Luckily for Staind, Durst had determined them evil too late.  

"We got to go ahead and play anyway - by then it was too late to get us kicked off the bill," Mushok says.  The band members figured they'd be booted from the arena the minute their last song ended.  But, Mushok explains, "Fred watched the whole set.  He told us we were the best new band he'd seen in two years and that he wanted to work with us." 

What had struck Durst as satanic and offensive - as it has many others - was the graphic, even tasteless, cover of Tormented: a depiction of Barbie hanging upside down from a cross, next to a bloody Bible with a dagger through it.

The album itself, however, is less pro-Lucifer than it is an explicit account of vocalist Aaron Lewis' personal torment.  In "Nameless," he wails, "The walls around me caving in, cracked and gray, remind me of myself / I need some help, there's no one else, I'm empty, addicted, pissed off, and still afraid."

The dark, graphic nature of lines like "Take your worldly advice and shove it straight up your ass... / Take my life from me, help me to ease my pain" point not to the active presence of evil but to the ongoing failure of Lewis' attempts at salvation.

On tour with Limp Bizkit, this raw psychology and Mushok's heaving melodies proved to Durst that the exorcism of personal demons still makes for good music.  

"After that concert, though, we just figured, 'Whatever, he's busy,'" Mushok recalls of Durst's offer to work with them.  "I tried calling and couldn't get a hold of him."

But Mushok persisted, meeting up with Bizkit at their show with the Deftones in Boston a month later.  "We just recorded four songs, went [to the concert], and dropped them off," he recalls.  "We didn't' get to see Fred...at two in the morning the phone rings - it was Fred.  He loved the new stuff and wanted to work with us."

So the day after Christmas, Mushok, Lewis, bassist Johnny April, and drummer Jon Wysocki headed to Jacksonville, Florida to spend ten days with Durst, re-writing some of the songs and playing a gig with limp Bizkit.  Two weeks later they were in L.A., signing a contract with Flip Records, who released their second album, Dysfunction, in April of 1999.

The album, co-produced by Durst, impressed heavy metal fans everywhere, most notably with the single, "Mudshovel."  Staind started touring with the likes of Kid Rock and Monster Magnet, and secured a spot on the "Family Values Tour" with Korn.

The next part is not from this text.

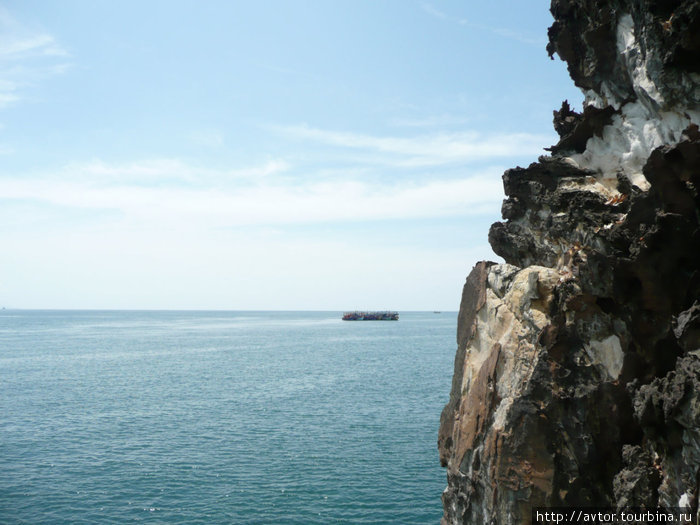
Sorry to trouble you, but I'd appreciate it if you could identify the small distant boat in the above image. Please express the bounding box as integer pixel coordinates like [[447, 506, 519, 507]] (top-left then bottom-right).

It was on the Family Values Tour that Lewis first sang a fragmented new song called "Outside."  Most of the lyrics were improvised; Durst sat in on the performance and added minimal vocal support: "This is the real mother-fuckin' deal y'all... / I'm feeling those lighters."  But his contribution no doubt helped that performance of "Outside" get chosen for the Family Values '99  album. 

"Outside" was then picked up by radio stations nationwide and, in no time, Staind's little impromptu jam had turned into a #1 hit.  In June, 2000, Dysfunction was certified triple platinum.

The band toured for a year and a half in support of Dysfunction.  A week after the tour ended they were back in the studio working on their third CD.  Break The Cycle, released in May 2001, entered the Billboard album chart at #1 and sold 716,000 copies in its first week.  It is another album of heavy metal grooves with a touch of Bic-lighter arena balladry, and the kind of painfully raw introspection so familiar to the band's fans.  The first singe, "It's Been Awhile," topped Billboard's Modern Rock and Mainstream Rock charts, proving that power ballads are still an effective vehicle for hard-rock bands on their way up.  

Staind recently performed at the MTV Video Music Awards, raising familiar questions about how artists who sing of alienation and abandonment wind up as poster children for the largest cable music network in the world.  As it often is in such cases, the word "sellout" is being lamely tossed around.  

"Doing that kind of stuff, like the MTV Awards, is a real honor for us," Mushok says emphatically.  "You work so hard to get to where you are and to be able to do these things is like a reward."

Yet for Mushok, the true sign of Staind's success came when they were invited to be guests on The Howard Stern Show.  "He is so cool," Mushok says of the radio personality.  "That was a huge honor.  In fact, I remember thinking how if we ever go to do Stern, I'd know we made it."